The Miami Dolphins won but a single game last year - coincidentally, against Baltimore - but rebounded to win the AFC East Division by beating the New York Jets on Sunday behind quarterback Chad Pennington, who, ironically, had been cut by the Jets to make room for Brett Favre. The Atlanta Falcons, a team in utter turmoil last season, torn apart by Michael Vick's imprisonment over a dog-fighting scandal, a coach who up and quit, and - like the Ravens - under a rookie head coach and with a rookie quarterback leading the way, also made it to the playoffs.
These were unanticipated successes, just as the failure of "America's Team," the Dallas Cowboys, to advance to the postseason was an unanticipated disappointment. The New England Patriots were just a few minutes into their first game of the season when quarterback Tom Brady, widely considered the best in the league, was severely injured while being sacked. The expert commentators wailed in unison how this doomed the Patriots' chances for a successful season. Yet behind untested quarterback Matt Cassel, the Pats still managed to win 11 games.

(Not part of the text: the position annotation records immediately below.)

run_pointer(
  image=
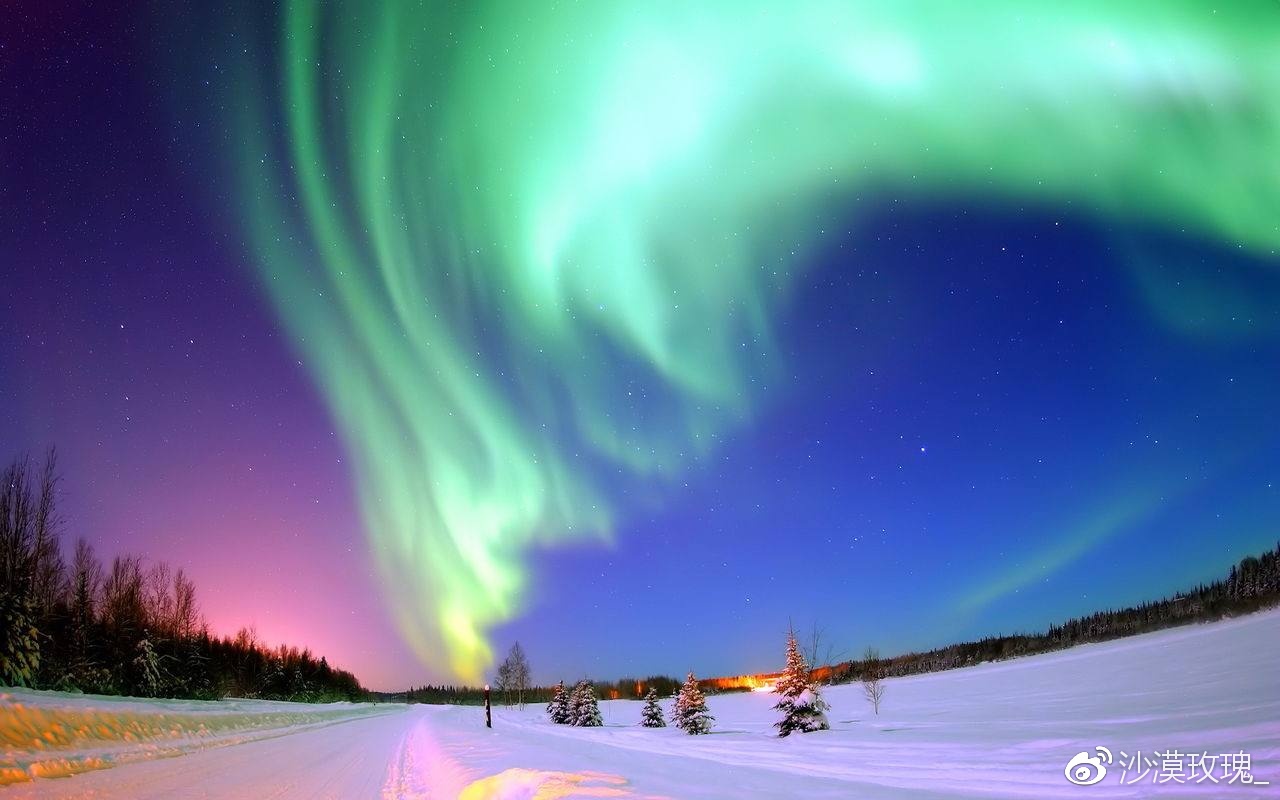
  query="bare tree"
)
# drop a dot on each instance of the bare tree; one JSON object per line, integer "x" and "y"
{"x": 186, "y": 617}
{"x": 873, "y": 679}
{"x": 821, "y": 653}
{"x": 159, "y": 600}
{"x": 46, "y": 567}
{"x": 513, "y": 676}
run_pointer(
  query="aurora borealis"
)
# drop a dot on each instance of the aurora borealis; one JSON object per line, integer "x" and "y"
{"x": 570, "y": 275}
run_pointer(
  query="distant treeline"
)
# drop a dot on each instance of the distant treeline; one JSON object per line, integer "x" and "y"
{"x": 124, "y": 629}
{"x": 627, "y": 689}
{"x": 1251, "y": 585}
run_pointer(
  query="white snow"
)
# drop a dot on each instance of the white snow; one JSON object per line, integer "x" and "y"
{"x": 1001, "y": 730}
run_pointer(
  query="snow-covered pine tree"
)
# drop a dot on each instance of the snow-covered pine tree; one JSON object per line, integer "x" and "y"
{"x": 652, "y": 714}
{"x": 801, "y": 704}
{"x": 147, "y": 666}
{"x": 690, "y": 713}
{"x": 558, "y": 708}
{"x": 583, "y": 708}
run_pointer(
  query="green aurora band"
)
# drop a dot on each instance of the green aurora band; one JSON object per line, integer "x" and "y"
{"x": 531, "y": 252}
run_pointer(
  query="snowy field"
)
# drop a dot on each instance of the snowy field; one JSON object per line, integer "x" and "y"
{"x": 1002, "y": 730}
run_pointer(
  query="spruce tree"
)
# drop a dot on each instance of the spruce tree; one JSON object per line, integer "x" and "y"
{"x": 583, "y": 708}
{"x": 690, "y": 713}
{"x": 652, "y": 714}
{"x": 801, "y": 704}
{"x": 558, "y": 708}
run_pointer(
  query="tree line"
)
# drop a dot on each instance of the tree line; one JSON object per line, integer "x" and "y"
{"x": 1251, "y": 585}
{"x": 126, "y": 627}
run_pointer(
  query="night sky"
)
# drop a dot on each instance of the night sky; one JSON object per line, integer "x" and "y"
{"x": 439, "y": 360}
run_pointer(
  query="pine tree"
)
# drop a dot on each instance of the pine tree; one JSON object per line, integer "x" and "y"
{"x": 558, "y": 708}
{"x": 690, "y": 713}
{"x": 801, "y": 704}
{"x": 583, "y": 708}
{"x": 652, "y": 714}
{"x": 147, "y": 666}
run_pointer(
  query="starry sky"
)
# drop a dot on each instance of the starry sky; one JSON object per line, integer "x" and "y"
{"x": 636, "y": 333}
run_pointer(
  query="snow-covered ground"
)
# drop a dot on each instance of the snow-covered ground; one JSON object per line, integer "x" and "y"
{"x": 1002, "y": 730}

What this brief excursion into the hazards of predicting the performance of football teams leads me to is this: Prediction is a fool's game. Too many random things take place to enable anyone to tell us what's going to happen in the future, whether in sports or in anything else. These random things have been labeled "Black Swans" by author Nassim Nicholas Taleb, because it was assumed (error of confirmation) that all swans were white until the discovery of Australia and its swans, which are black.
As humans, we are compelled to predict the future, but we are provably unable to do so when it comes to truly important, world-changing events. Mr. Taleb asked people to name three recently implemented technologies that most affected our world. Most would select the computer, the Internet and the laser. All of these things were, as he points out, "unplanned, unpredicted and unappreciated upon their discovery."
If you've granted me the point about the inherent unpredictability of sports-team performance in a given season, let's take this into a more important area: the current economic meltdown. Some people - Bill Bonner, Jim Grant, Nouriel Roubini and a handful of others - were warning for some time about the dangers inherent in the creation of ever more debt and how this would lead to disaster. But most "experts" dismissed these "perma-bears" as killjoys who didn't understand the workings of the modern economy. Once again, we had entered a New Era, in this case one in which the values of residential real estate would continue ever upward and there would be no need to worry about derivatives of real things being priced at a multiple of the real things themselves.
We all now know this was massive self-delusion, the kind to which we succumb, just as did the peoples of earlier times. Strangely, one of the many sobering things about the current emergency is the lack of predictions about how this will turn out, or what will eventually right the ship. The "experts" in economics have apparently come to grips with the fact that they do not know what they do not know. Who could ever have predicted that?